In the latest edition of My St Margarets Magazine I wrote about remembering your summer holidays through food, and as Autumn’s tendrils start to twine through the thinning rays of October sunshine you may be tempted to do the same. You can read the full piece ‘Look back in hunger’ [and indeed the whole magazine] here but the viewer does require Flash, so for my iPad using readers I’ve reproduced the goat’s cheese tart recipe below…

Goat's Cheese Tart

Nothing says French holiday quite like a ‘Tarte au Chevres’. Returning holiday makers however please take note – not even an award-winning local cheese shop is likely to be able to source “the wonderful little goats cheese made by the old man with a stall every other Thursday in such and such village in the Loire”, as his cheese probably never makes it as far as the next village on, let alone out of the country!
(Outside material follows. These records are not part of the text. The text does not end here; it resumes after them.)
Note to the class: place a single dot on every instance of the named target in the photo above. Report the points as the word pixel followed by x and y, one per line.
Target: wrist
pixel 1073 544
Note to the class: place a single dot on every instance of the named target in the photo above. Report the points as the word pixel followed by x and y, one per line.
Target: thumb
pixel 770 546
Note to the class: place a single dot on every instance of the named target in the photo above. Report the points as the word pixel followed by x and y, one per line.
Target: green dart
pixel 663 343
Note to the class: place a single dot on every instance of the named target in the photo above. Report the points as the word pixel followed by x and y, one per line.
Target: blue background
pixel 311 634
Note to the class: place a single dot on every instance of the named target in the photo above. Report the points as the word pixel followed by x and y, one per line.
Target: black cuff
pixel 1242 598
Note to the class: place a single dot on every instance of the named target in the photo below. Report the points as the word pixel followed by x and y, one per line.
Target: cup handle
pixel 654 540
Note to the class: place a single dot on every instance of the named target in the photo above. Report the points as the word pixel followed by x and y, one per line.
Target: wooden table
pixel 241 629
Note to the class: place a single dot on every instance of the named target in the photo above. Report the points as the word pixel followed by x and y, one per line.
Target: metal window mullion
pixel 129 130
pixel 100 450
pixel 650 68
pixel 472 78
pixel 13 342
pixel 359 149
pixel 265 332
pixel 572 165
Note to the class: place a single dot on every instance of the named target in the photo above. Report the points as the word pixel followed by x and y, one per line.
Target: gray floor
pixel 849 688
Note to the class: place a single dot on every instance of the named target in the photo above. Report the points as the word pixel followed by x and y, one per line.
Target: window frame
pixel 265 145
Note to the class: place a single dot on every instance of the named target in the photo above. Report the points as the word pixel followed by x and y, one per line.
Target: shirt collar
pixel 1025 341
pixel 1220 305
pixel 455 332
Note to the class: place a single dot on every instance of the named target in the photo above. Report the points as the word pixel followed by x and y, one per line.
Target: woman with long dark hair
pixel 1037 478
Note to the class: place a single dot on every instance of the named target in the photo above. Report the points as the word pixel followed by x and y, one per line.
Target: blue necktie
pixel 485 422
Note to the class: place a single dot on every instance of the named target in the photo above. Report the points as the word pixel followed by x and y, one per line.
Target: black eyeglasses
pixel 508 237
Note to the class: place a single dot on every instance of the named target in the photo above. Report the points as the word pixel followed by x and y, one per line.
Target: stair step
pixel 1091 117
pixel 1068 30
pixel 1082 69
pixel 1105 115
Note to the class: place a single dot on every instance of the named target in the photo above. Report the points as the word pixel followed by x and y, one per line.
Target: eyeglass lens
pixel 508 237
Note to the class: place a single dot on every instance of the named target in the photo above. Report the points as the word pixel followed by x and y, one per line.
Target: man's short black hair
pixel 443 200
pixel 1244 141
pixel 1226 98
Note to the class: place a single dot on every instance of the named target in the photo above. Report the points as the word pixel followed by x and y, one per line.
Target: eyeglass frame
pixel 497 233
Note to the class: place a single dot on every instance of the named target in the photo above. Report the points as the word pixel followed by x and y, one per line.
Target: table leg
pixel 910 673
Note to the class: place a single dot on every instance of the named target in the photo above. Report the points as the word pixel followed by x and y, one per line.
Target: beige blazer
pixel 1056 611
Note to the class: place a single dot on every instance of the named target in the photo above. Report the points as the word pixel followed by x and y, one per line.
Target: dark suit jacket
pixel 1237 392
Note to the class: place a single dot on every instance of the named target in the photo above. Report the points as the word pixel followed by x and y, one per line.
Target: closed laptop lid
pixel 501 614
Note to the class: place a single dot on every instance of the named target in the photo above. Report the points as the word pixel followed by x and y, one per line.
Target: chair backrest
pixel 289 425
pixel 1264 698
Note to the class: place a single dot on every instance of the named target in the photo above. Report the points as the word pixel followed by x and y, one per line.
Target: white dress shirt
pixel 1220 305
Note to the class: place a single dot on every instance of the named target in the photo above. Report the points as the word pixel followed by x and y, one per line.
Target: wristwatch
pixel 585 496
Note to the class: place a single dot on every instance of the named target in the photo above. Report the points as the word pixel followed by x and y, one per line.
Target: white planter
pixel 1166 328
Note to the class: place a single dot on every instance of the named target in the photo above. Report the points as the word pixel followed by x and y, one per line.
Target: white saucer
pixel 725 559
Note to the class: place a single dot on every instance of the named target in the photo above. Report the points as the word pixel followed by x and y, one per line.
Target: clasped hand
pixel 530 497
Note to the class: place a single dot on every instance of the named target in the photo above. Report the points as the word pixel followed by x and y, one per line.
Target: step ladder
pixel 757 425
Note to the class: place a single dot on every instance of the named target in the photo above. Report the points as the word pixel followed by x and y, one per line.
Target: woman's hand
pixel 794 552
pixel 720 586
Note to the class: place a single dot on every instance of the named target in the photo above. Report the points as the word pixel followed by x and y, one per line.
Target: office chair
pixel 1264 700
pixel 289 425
This is your opportunity to recreate a happy facsimile with something more local. Last time I used Pant-Ys-Gawn, next I intend to use Dorstone.

For one large [20cm] or four individual [8cm tarts] shallow tart cases

NB – this is easiest with ready baked tart cases. If making your own blind bake first.

  • 6 small tomatoes, quartered
  • Half a red onion, thinly sliced and sautéed
  • 2 eggs, beaten
  • 1 tablespoon crème fraiche
  • 2 teaspoons Dijon mustard
  • 1 tablespoon picked fresh thyme leaves OR
  • 1 teaspoon dried herbes de Provence
  • 1 Pant-Ys-Gawn goats cheese, or equivalent quantity of your chosen cheese

Paint the inside of the of the pastry case[s] with the mustard. Arrange the tomato quarters neatly in the bottom, strew over the sautéed onions and season well. Mix the beaten eggs, herbs and crème fraiche and pour around the tomatoes – they should just break the surface. Crumble the goats cheese over the top [or for individual tarts try slicing into four neat discs and place one in the centre of each], and season again with plenty of black pepper and any stray morsels of herb. Bake in a 220°C oven for 20 minutes. The top should be golden with brown tinged edges and corners here and there. Allow to cool and eat at room temperature. A simply dressed salad of fennel, olives and chicory eats well with it.